On the second floor of the PAC, Amy Bilden stretched large sheets of plastic canvas on the ground to create an art installation to coincide with the upcoming Upper School musical production of Urinetown. The sheets ran the entire hallway, and there, on her hands and knees, Bilden worked as students would enter and exit classrooms--some stepping over, some stepping onto the sheet. When a student asked what she was doing (and many did) she politely would look up and give them a full and thoughtful answer, and then quietly return to the plastic sheets, as if finding a familiar rhythm.
Many teachers and laypeople are often required to do a task that involves repetition or are done out of necessity. One could get a clear sense of how Amy Bilden, artist and art teacher at Whitby, approaches her work--elevated with focus, finding expression in monotony and nuanced tones in echoes. Whether as the Art Curator for the Upper School production of Urinetown (“as curator, I am interested in how our own visual icons can reflect complex ideas and values”) or a featured artist as a fellowship recipient at a recent exhibition (“That’s Life”) in Hartford at the Gallery at Constitution Plaza with her works titled For Annabelle and Mending Broken Limbs (“I use monotonous processes to connect internal and external landscapes, building tactile and visceral maps of emotional and physical space.”) Amy is an example of why Whitby’s faculty and staff are so valuable.
“What’s key,” said Head of School, Bryan Nixon at the State of the School meeting in late October, “is that we need to have people who are committed who have a passion for learning in their own lives, not just in the lives of your children.”
At Whitby, this is achieved by prioritizing the Professional Development program, making it an attractive launching pad of opportunities for staff and faculty. “Employees are encouraged to involve themselves in outside training and continue along their educational paths so that as a community of learners, we can continue to evolve.”, says Kristen Kaessler, Human Resources Manager at Whitby. “Fully embracing the Professional Development (PD) program illustrates a commitment to Whitby's vision statement, which expresses a desire to ‘be the school of choice’ offering a compelling educational continuum, recognized for excellence and for embracing innovation.
Many PD opportunities present themselves as workshops, courses or conferences. But, as Bryan Nixon mentioned in his State of the School presentation, “It doesn’t mean you have to always go to workshops and things because we have a lot of expertise in-house.” For Bilden, she was able to take a great experience and dovetail it with a PD opportunity. Last week, Amy Bilden opened an art show at the Brink Gallery in downtown Missoula, Montana.
“To be able to go to an opening of one of my shows is phenomenal. Not only is it great as an artist, but it really informs me as a teacher. What I learn from the entire process I am able to share with our students.” While she was in Missoula, she also visited an IB school. “Through the visit I was able to meet with artists I respect and mentors who I admire including Patrick Zentz, MaryAnn Bonjorni, Beth Lo, and Kate Hunt.
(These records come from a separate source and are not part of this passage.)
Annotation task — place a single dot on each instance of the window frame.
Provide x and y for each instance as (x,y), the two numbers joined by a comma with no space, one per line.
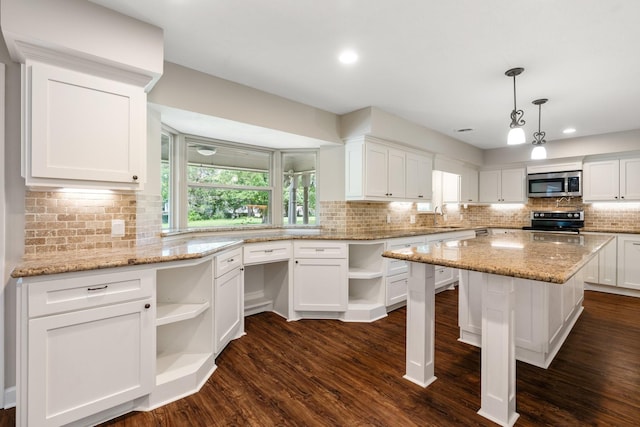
(179,185)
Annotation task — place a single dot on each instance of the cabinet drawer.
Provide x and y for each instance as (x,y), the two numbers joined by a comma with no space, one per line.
(397,289)
(319,249)
(228,261)
(258,253)
(444,275)
(85,290)
(398,266)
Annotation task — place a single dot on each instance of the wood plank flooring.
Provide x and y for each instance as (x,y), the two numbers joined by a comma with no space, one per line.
(329,373)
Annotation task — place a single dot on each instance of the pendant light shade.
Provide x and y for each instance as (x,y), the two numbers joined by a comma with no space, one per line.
(516,134)
(539,152)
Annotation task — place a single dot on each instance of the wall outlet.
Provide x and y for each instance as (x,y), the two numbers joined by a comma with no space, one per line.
(117,228)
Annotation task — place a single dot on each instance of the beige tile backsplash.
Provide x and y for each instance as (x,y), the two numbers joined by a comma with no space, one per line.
(59,221)
(361,216)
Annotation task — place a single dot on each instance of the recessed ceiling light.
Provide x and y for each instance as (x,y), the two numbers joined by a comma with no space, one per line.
(348,57)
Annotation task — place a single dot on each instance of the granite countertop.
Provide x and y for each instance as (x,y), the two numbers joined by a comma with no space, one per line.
(182,247)
(546,257)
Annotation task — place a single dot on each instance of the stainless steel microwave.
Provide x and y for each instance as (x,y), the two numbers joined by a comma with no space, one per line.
(555,184)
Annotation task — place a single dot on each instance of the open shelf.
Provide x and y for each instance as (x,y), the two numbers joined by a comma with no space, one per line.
(171,367)
(364,273)
(171,313)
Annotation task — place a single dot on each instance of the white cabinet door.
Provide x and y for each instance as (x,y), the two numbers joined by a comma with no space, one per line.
(418,177)
(630,179)
(468,185)
(87,361)
(376,170)
(229,310)
(512,185)
(83,128)
(601,180)
(320,284)
(629,261)
(396,174)
(489,188)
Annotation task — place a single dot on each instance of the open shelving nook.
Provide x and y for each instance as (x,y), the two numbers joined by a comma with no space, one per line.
(366,282)
(184,330)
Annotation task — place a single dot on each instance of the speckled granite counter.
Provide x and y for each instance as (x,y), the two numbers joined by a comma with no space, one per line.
(545,257)
(183,247)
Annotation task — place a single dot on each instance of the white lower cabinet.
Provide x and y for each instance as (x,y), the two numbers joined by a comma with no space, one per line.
(629,261)
(398,271)
(228,298)
(320,276)
(85,346)
(545,314)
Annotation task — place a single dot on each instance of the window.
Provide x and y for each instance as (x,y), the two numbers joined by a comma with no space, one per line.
(299,188)
(227,186)
(209,183)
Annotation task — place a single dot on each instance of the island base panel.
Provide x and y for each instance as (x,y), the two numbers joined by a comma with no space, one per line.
(421,325)
(498,361)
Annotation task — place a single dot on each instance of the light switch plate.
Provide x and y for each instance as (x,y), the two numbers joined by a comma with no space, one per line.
(117,228)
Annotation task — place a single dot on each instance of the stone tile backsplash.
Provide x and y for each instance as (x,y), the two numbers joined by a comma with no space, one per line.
(62,221)
(372,216)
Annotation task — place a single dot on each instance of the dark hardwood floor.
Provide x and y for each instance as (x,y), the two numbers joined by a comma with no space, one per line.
(329,373)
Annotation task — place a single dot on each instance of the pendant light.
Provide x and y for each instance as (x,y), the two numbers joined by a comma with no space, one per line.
(539,152)
(516,134)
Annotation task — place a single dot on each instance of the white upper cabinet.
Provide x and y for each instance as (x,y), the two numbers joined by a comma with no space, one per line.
(502,186)
(84,93)
(468,185)
(418,177)
(82,130)
(612,180)
(376,170)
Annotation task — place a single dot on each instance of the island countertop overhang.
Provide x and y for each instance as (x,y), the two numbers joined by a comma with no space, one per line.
(545,257)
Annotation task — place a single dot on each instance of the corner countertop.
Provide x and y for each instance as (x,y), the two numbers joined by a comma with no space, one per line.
(545,257)
(187,246)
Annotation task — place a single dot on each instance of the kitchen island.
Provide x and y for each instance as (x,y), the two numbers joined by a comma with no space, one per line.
(508,261)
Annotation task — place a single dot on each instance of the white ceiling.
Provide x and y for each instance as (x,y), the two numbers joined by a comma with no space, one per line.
(437,63)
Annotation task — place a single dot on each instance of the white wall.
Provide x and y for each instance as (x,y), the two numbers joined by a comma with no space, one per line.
(594,145)
(376,122)
(86,30)
(191,90)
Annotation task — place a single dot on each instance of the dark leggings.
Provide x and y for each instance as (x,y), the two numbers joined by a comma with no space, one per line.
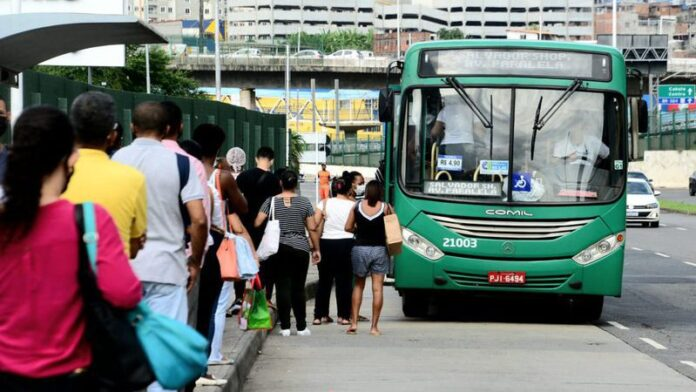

I would love to continue to develop those relationships and have been considering the possibility of bringing artists to our school for our students to also experience.” For the trip, Amy missed two days of school--but the support and reinforcement of Whitby’s mission to continue investing in its staff and faculty--smoothed out any potential bumps that may occur during a teacher’s absence. “The entire experience was part of my professional development. From the moment I took a risk and sent my boxes of artwork, to the point when I shared the experience with my students upon return.”
This was the second time Amy’s work was shown at the Brink Gallery. The show (which runs through December 27, in case you’re headed out to Montana) is titled: Consequence. Amy describes it in her artist statement:
“Inheritance of emotional significance, rather than monetary value prompt the artwork of Consequence. Intentionally marking significant thresholds in my own life through creating specific works of art. Each piece begins with a transitional event and materializes through process. In several works the installation is significant as the inherited materials are slowly depleted.
This body of work is my own reconciliation of the passing of a matriarch, child rearing, and questioning my assembled expectations of womanhood.”
It is with this example of depth of passion and commitment that the faculty and staff continue to explore their personal expertise. The PD program allows for an infusion of time, funds, information and experience that leads to sharing and contributing to the strength of the school--the people within it.
“...What’s very important to me is my continued learning” commented Bryan Nixon when asked about teacher retention at the State of the School presentation, “and it’s very important to the staff and faculty who commit to Whitby. Not only do we have staff continuing their learning but also taking risks in their classes, that’s what’s critically important, and that’s how we like to apply the Professional Development budget...These are the things we’re excited about.”
“The greatest gift (from the PD experience),” reflects Bilden, “was the position of vulnerability that I placed myself in, and by doing that I was able to make meaningful connections and conversations with others and invest in possibility.”